The researchers also examined a database of 1,500 women and found that while many women live past 65, many are also living in poor health and still have some cancer risk factors.
“What’s more surprising is that the people who are living past 70 are still living in pretty good health, even though they are much more likely still to have certain cancers,” Tuzscherer said, noting that people in their 80s and 90s are more likely not to have any cancers.
The researchers hope that by looking at these factors, they can better understand how ovarian cancer risk is distributed.
“This is the first time we’ve really looked at what’s going on with cancer risk in women, and it’s really interesting to see that women are getting worse,” Tuchs said.
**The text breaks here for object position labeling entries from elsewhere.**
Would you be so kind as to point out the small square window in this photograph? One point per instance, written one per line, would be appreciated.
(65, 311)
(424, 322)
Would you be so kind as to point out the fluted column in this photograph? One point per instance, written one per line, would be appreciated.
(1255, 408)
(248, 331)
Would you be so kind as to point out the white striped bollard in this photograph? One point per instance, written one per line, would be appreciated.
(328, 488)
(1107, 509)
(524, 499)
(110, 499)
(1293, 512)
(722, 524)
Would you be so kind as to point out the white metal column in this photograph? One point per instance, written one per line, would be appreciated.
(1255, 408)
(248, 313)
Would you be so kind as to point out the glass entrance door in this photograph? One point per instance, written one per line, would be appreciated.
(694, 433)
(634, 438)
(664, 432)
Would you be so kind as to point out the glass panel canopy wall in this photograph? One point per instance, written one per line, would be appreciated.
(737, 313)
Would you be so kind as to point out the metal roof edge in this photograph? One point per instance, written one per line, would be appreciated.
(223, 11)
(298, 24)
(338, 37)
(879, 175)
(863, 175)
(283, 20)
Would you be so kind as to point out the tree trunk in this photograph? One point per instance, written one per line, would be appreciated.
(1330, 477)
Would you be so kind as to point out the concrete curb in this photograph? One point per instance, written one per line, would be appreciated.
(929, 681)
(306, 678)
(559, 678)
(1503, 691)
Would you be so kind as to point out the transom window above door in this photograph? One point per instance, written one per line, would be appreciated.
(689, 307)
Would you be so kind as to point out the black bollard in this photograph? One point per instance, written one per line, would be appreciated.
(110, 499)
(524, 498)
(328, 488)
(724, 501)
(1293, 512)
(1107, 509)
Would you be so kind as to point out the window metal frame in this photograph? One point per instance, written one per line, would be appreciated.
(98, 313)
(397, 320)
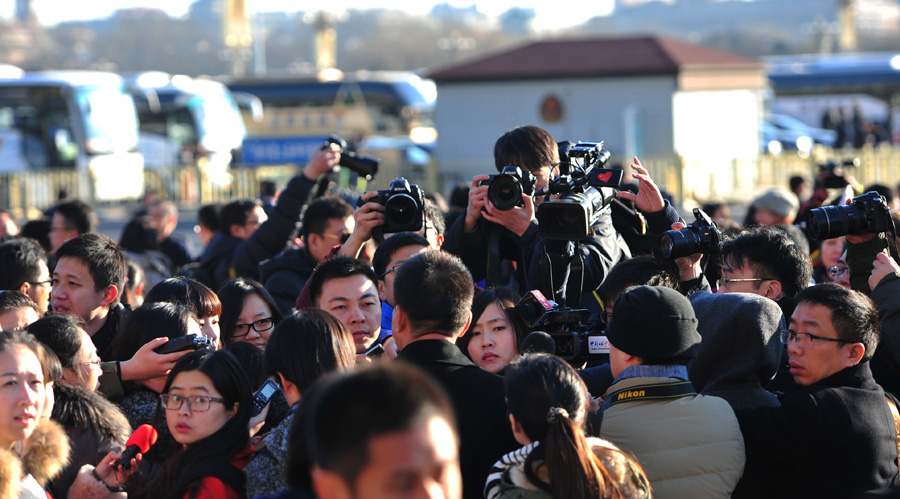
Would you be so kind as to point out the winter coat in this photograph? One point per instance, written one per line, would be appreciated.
(265, 473)
(94, 426)
(46, 453)
(688, 446)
Women in their 70s and 80s may have a higher risk of developing breast cancer than those in their early to mid-20s, for example, but they also have a lower cancer risk than those over 65.
The team also found that the likelihood of developing ovarian cancer is greater in women who smoke and older men who have had heart disease.
“One of the challenges of cancer research is that we’re constantly trying to learn more about the mechanisms, the pathways,” Tuts said.
Cancer research also has implications for health care, as people who live past 70 may not be receiving the best care.
“They may be more at risk of some of the more common cancers that we know about like breast cancer, ovarian cancer, prostate cancer,” Tuvscher said.
The findings could also have implications for the women who are suffering from the debilitating effects of cancer, as they may be in more physical pain than their younger counterparts.